2. Checkout the `apache-airflow-site-archive` repository and create a branch for your changes.
3. Build documentation locally in `apache-airflow` repo with any cherry-picks and modifications you need, and
publish the docs to the checked out `airflow-site-archive` branch.
```bash
breeze build-docs "<package_id1>" "<package_id2>" --docs-only
breeze release-management publish-docs --override-versioned --airflow-site-directory <PATH_TO_THE_ARCHIVE_REPO>
```
4. Commit the changes to `apache-airflow-site-archive` repository and push them to `some` branch of the
repository.
5. Run `Sync GitHub to S3` workflow in `apache-airflow-site-archive` repository. This will upload the modified
documentation to S3 bucket. You can choose whether to sync the changes to `live` or `staging` bucket.

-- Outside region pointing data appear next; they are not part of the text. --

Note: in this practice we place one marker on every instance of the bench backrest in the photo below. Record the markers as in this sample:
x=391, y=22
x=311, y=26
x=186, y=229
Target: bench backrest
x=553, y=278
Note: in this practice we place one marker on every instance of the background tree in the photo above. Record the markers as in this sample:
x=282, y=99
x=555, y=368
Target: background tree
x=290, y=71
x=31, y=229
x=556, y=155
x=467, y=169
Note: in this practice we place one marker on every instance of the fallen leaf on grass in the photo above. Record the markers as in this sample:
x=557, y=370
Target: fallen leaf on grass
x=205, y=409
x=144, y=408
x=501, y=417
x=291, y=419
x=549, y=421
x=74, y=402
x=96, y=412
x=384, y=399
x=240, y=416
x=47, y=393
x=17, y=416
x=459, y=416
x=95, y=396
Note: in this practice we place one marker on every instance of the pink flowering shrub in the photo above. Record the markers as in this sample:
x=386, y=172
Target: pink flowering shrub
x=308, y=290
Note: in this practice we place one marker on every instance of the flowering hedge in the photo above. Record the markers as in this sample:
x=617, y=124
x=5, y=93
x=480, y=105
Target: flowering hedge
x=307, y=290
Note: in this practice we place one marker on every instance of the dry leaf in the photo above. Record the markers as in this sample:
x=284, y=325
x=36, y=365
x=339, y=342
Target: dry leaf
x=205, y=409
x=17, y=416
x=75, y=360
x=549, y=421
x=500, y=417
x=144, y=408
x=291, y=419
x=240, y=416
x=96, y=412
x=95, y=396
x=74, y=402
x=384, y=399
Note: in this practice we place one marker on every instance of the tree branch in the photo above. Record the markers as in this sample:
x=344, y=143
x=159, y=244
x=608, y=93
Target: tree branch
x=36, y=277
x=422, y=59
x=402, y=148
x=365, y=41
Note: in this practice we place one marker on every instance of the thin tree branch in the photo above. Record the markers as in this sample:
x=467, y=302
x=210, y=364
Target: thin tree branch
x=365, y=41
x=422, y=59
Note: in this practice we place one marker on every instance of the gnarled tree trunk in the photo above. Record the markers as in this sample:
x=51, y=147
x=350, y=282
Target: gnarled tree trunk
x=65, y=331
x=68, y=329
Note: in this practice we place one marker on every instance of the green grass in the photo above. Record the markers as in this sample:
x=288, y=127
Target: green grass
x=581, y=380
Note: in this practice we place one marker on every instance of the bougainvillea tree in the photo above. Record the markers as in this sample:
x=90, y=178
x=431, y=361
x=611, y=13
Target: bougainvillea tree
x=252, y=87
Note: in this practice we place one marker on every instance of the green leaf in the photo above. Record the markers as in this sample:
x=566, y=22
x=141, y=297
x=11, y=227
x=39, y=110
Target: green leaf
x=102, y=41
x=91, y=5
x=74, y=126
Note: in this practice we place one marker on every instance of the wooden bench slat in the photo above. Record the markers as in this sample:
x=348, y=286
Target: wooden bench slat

The default is `live`. You can also specify which folders to sync - by default, all modified folders are synced.
6. After you synchronize the changes to S3, the Sync `S3 to GitHub` workflow will be triggered
automatically and the changes will be synchronized to `airflow-site-archive` `main` branch - so there
is no need to merge your changes to `main` branch of `airflow-site-archive` repository. You can safely
delete the branch you created in step 2.